CARLA2Real: a tool for reducing the sim2real appearance gap in CARLA simulator

CARLA2Real: a tool for reducing the sim2real appearance gap in CARLA simulator
Notice: This research summary and analysis were automatically generated using AI technology. For absolute accuracy, please refer to the [Original Paper Viewer] below or the Original ArXiv Source.

Simulators are indispensable for research in autonomous systems such as self-driving cars, autonomous robots, and drones. Despite significant progress in various simulation aspects, such as graphical realism, an evident gap persists between the virtual and real-world environments. Since the ultimate goal is to deploy the autonomous systems in the real world, reducing the sim2real gap is of utmost importance. In this paper, we employ a state-of-the-art approach to enhance the photorealism of simulated data, aligning them with the visual characteristics of real-world datasets. Based on this, we developed CARLA2Real, an easy-to-use, publicly available tool (plug-in) for the widely used and open-source CARLA simulator. This tool enhances the output of CARLA in near real-time, achieving a frame rate of 13 FPS, translating it to the visual style and realism of real-world datasets such as Cityscapes, KITTI, and Mapillary Vistas. By employing the proposed tool, we generated synthetic datasets from both the simulator and the enhancement model outputs, including their corresponding ground truth annotations for tasks related to autonomous driving. Then, we performed a number of experiments to evaluate the impact of the proposed approach on feature extraction and semantic segmentation methods when trained on the enhanced synthetic data. The results demonstrate that the sim2real appearance gap is significant and can indeed be reduced by the introduced approach. Comparisons with a state-of-the-art image-to-image translation approach are also provided. The tool, pre-trained models, and associated data for this work are available for download at: https://github.com/stefanos50/CARLA2Real.


💡 Research Summary

The paper presents “CARLA2Real,” an open‑source plug‑in for the CARLA autonomous‑driving simulator that narrows the visual (appearance) gap between synthetic and real‑world images in near real‑time. The authors build upon the state‑of‑the‑art Enhancing Photorealism Enhancement (EPE) framework, which uniquely exploits Geometry Buffers (G‑Buffers) emitted by the Unreal Engine rendering pipeline (depth, normals, albedo, roughness, etc.). By feeding these intermediate buffers together with one‑hot semantic masks into a multi‑stream encoder, the network preserves class‑specific geometry, material, and lighting cues, thereby avoiding the common artifacts seen in conventional GAN‑based image‑to‑image translation methods that operate only on RGB images.

Training combines a Learned Perceptual Image Patch Similarity (LPIPS) loss with a perceptual discriminator that leverages VGG‑16 features, encouraging both structural fidelity and photorealism. To obtain semantic labels for real‑world datasets lacking ground truth, the Multi‑Domain Segmentation (MSeg) network is pre‑trained and used to generate consistent pseudo‑labels, ensuring that the discriminator receives comparable semantic information across domains.
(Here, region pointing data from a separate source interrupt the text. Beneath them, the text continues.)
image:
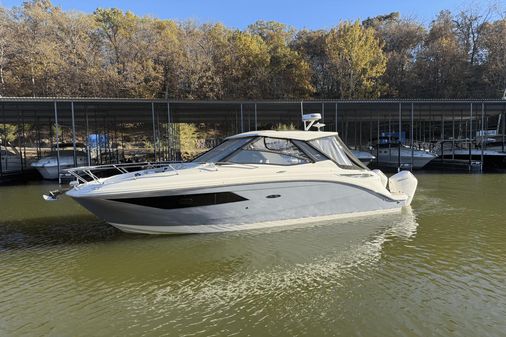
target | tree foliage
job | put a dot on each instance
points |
(45, 51)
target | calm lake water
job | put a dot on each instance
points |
(437, 270)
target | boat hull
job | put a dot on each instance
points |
(257, 205)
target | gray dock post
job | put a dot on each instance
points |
(412, 139)
(57, 140)
(73, 132)
(154, 128)
(483, 131)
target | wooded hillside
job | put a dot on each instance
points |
(45, 51)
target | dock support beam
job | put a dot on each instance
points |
(57, 139)
(73, 132)
(154, 129)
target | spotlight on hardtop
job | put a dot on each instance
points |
(310, 120)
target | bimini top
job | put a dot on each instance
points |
(297, 135)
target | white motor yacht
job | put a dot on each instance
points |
(252, 180)
(364, 156)
(48, 165)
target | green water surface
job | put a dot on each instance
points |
(438, 269)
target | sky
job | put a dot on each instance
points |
(310, 14)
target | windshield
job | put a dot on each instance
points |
(274, 151)
(334, 148)
(221, 151)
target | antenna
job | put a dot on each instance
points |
(310, 120)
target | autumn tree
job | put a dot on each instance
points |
(494, 45)
(440, 65)
(402, 40)
(356, 60)
(289, 73)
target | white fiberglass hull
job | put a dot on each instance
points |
(255, 206)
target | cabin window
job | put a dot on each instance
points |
(221, 151)
(274, 151)
(334, 148)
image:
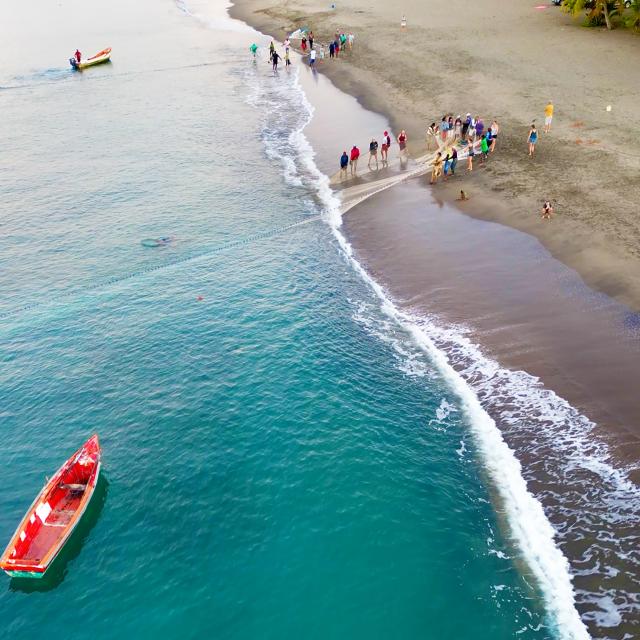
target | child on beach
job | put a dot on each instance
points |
(436, 168)
(484, 147)
(494, 135)
(344, 163)
(432, 132)
(386, 143)
(548, 117)
(532, 139)
(355, 154)
(373, 153)
(402, 143)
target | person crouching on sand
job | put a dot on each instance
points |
(344, 163)
(436, 168)
(373, 152)
(355, 154)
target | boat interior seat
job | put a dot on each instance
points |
(73, 487)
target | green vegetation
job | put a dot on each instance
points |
(611, 13)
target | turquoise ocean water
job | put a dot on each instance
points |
(281, 460)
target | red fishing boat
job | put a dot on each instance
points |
(54, 514)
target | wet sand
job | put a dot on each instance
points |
(504, 60)
(528, 310)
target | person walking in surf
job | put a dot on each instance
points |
(532, 139)
(355, 154)
(275, 56)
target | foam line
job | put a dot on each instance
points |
(531, 530)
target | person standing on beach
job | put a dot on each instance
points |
(432, 132)
(436, 168)
(402, 143)
(355, 154)
(344, 163)
(373, 152)
(532, 139)
(548, 117)
(495, 127)
(484, 147)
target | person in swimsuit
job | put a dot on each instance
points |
(386, 143)
(275, 56)
(548, 117)
(344, 163)
(495, 127)
(432, 132)
(532, 139)
(436, 168)
(402, 143)
(373, 152)
(355, 154)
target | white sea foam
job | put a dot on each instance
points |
(474, 378)
(530, 527)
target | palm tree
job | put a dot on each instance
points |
(633, 21)
(597, 10)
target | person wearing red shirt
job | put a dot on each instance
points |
(355, 154)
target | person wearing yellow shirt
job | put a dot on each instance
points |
(548, 117)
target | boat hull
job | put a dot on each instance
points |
(54, 515)
(100, 58)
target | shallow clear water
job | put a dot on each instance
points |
(279, 460)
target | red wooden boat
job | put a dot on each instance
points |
(54, 514)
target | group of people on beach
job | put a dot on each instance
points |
(350, 161)
(471, 137)
(308, 48)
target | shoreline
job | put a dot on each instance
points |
(512, 342)
(602, 251)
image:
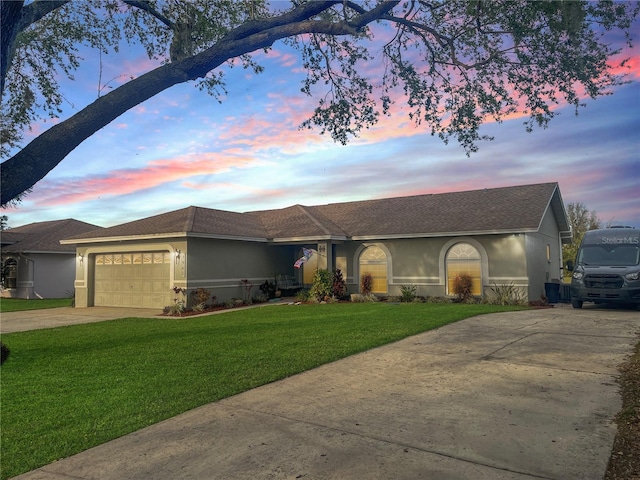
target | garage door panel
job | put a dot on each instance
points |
(137, 279)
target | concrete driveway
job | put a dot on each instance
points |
(60, 317)
(518, 395)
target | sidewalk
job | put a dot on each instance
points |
(519, 395)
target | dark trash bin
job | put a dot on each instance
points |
(552, 292)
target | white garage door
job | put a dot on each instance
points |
(137, 279)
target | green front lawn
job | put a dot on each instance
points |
(67, 389)
(19, 304)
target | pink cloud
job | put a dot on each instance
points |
(129, 180)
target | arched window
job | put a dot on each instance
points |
(9, 273)
(373, 260)
(463, 258)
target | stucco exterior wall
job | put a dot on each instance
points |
(54, 275)
(43, 275)
(544, 256)
(422, 262)
(220, 265)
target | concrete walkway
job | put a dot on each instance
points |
(518, 395)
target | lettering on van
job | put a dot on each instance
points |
(621, 240)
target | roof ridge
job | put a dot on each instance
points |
(314, 219)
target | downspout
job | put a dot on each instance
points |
(32, 276)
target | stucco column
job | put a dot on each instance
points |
(325, 256)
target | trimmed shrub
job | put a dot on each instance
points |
(4, 353)
(339, 285)
(366, 283)
(408, 293)
(322, 288)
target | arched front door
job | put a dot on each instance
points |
(373, 260)
(464, 258)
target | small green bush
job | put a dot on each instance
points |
(4, 353)
(366, 283)
(322, 287)
(339, 285)
(408, 293)
(507, 294)
(302, 295)
(200, 295)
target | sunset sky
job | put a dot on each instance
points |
(184, 148)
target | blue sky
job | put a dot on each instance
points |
(184, 148)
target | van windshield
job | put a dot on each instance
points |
(609, 255)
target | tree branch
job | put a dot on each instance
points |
(22, 171)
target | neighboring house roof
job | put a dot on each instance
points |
(496, 210)
(43, 237)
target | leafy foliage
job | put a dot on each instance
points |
(455, 64)
(408, 293)
(322, 288)
(339, 289)
(507, 294)
(4, 353)
(366, 283)
(581, 221)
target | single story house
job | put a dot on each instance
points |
(34, 262)
(511, 235)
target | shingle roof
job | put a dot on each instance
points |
(44, 236)
(507, 209)
(518, 208)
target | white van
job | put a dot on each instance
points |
(607, 268)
Implementation-wise, CARLA’s Python API extracts the required G‑Buffers each frame, which are handed off to a dedicated worker thread running the EPE model on CUDA. A multithreaded synchronization pipeline and selective activation of only the most informative G‑Buffer streams enable an average throughput of ~13 FPS (≈77 ms per frame), a substantial improvement over prior works that typically achieve 1–2 FPS.

The authors evaluate the impact of the tool from two perspectives:

  1. Feature Extraction – Pre‑trained vision backbones (ResNet‑152, VGG‑19, EfficientNet‑B7) are used to extract feature vectors from raw CARLA images, CARLA2Real‑enhanced images, and real datasets (Cityscapes, KITTI). Cosine similarity and centroid distance analyses show that the enhanced images are significantly closer to real‑world features (≈12 % reduction in feature distance), especially for critical classes such as road, building, and pedestrians.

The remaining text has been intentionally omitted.